I’ve fallen in love with The Church again.  In the throes of Advent and Christmas activities, I hope you will find a renewed love for The Church and especially for The Church’s Head.

Image of a church building used in the movie The Revenant.  Note:  The Church of Jesus Christ is not a building but this image conveys some of the mess of who we are.

The Best Things Happening Right Now

‘Go and tell John what you hear and see: the blind receive their sight, the lame walk, the lepers are cleansed, the deaf hear, the dead are raised, and the poor have good news brought to them.’  Jesus according to Matthew 11:3

As I travel around for the Presbyterians, I’m often asked to speak about “what the denomination is doing” about everything from gun violence to a lack of millenials in worship.
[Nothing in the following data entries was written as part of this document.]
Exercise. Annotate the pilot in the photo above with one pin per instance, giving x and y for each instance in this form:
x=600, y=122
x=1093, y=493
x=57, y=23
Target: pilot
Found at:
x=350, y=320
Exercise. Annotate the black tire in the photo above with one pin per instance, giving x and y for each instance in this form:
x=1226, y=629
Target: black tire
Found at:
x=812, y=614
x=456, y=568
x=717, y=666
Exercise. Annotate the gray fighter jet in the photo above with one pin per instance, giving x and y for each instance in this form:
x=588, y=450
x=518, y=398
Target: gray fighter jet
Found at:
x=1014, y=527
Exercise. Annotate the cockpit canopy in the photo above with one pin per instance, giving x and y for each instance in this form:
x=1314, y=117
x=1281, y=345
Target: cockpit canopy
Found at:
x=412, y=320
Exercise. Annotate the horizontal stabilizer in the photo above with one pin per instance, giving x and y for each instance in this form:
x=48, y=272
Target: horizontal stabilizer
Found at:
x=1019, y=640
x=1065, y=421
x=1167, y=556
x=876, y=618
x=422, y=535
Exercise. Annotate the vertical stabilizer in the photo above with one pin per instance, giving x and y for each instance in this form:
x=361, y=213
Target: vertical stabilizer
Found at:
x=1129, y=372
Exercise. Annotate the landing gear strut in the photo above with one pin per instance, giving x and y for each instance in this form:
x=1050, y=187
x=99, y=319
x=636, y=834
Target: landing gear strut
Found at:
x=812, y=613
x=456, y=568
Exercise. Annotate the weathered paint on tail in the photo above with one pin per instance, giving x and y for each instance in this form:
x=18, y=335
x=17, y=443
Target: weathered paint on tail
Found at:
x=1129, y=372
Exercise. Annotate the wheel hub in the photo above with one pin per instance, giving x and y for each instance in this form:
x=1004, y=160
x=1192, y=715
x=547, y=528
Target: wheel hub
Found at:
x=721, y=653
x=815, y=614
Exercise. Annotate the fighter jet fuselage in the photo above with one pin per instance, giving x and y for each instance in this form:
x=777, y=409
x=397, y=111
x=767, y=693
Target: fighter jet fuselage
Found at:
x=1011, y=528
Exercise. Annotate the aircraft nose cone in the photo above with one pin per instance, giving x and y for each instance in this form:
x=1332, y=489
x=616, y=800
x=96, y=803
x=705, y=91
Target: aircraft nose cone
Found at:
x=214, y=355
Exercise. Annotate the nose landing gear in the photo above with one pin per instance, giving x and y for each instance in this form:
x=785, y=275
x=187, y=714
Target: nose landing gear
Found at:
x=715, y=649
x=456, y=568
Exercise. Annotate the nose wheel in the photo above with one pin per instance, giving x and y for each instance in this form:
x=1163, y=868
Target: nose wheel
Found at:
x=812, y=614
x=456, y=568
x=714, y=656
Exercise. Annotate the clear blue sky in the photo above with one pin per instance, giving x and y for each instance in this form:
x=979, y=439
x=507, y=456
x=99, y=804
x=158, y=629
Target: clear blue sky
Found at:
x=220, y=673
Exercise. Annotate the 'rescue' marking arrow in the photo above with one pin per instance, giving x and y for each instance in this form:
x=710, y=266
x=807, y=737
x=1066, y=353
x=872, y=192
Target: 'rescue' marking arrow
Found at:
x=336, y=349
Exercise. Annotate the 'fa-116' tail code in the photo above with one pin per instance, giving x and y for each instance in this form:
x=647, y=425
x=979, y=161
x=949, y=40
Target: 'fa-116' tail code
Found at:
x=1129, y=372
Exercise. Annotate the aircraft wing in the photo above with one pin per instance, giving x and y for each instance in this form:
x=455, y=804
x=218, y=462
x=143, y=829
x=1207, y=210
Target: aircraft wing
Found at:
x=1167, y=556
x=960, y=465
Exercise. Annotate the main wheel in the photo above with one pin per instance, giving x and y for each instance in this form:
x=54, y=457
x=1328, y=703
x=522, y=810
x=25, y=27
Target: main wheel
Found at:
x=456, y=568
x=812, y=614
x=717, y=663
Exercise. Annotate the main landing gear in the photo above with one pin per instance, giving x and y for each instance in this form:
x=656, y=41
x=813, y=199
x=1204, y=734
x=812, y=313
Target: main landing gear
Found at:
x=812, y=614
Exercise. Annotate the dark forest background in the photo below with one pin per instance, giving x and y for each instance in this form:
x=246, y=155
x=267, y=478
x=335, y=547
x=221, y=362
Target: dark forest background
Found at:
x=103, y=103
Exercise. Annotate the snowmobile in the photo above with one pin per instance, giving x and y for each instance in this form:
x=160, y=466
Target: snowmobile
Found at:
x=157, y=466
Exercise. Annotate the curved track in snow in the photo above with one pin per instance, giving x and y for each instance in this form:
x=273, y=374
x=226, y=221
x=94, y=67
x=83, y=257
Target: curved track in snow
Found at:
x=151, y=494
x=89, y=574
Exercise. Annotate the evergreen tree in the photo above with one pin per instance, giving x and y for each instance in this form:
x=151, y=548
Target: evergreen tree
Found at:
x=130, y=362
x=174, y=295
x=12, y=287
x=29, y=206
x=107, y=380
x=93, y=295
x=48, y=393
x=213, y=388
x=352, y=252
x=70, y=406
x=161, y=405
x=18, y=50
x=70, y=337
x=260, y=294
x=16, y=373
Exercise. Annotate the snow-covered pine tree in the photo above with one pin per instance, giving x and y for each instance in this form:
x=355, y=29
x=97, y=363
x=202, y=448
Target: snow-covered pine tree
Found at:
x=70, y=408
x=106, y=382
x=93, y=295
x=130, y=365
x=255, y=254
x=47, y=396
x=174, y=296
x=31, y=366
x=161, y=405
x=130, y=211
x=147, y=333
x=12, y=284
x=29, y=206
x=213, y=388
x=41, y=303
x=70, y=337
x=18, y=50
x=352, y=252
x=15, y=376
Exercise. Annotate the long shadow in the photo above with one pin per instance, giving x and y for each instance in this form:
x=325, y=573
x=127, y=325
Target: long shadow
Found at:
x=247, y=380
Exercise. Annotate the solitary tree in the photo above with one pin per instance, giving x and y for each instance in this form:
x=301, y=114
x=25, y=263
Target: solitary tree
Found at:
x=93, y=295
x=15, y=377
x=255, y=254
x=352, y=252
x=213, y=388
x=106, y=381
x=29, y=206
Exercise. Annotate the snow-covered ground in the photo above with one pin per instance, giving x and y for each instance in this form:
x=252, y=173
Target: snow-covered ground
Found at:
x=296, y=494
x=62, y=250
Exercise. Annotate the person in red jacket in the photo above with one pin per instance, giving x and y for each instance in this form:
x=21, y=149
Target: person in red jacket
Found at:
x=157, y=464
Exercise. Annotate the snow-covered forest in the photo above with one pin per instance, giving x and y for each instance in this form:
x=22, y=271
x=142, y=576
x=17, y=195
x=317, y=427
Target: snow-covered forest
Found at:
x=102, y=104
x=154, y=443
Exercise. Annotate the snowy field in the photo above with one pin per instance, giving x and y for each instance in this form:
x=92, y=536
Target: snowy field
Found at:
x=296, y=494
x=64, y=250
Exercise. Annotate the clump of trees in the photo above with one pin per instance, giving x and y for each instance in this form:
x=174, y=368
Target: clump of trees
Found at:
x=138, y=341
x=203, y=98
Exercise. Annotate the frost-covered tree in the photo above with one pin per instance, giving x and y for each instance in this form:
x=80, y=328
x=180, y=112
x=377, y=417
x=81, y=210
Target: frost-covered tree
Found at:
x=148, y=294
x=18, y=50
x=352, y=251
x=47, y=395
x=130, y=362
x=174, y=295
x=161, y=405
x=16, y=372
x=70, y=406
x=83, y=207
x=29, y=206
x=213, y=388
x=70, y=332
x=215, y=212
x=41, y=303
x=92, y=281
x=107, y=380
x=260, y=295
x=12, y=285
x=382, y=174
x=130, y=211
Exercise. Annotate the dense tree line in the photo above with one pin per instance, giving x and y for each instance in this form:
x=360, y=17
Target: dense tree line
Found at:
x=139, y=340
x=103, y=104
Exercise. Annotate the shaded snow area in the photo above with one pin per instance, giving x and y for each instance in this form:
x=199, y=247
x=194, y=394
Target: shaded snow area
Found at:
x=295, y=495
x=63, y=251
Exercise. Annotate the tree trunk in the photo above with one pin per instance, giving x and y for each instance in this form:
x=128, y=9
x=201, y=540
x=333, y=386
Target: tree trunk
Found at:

I love being asked about “best things” I’ve seen, but I would also like to know:

What are the best things YOU see in the Church right now?

What is making an impact in your soul and in the souls of others in your community?  What have you seen that makes you say, “God is at work here”?  Where do you see the Church making a difference for good?  Whose lives are better because of your congregation?

Ready . . . and . . . GO!

 

Image of Syrian children in refugee schools in Lebanon. (March 2017)  This is one of the great things happening in the National Evangelical Synod of Syria and Lebanon.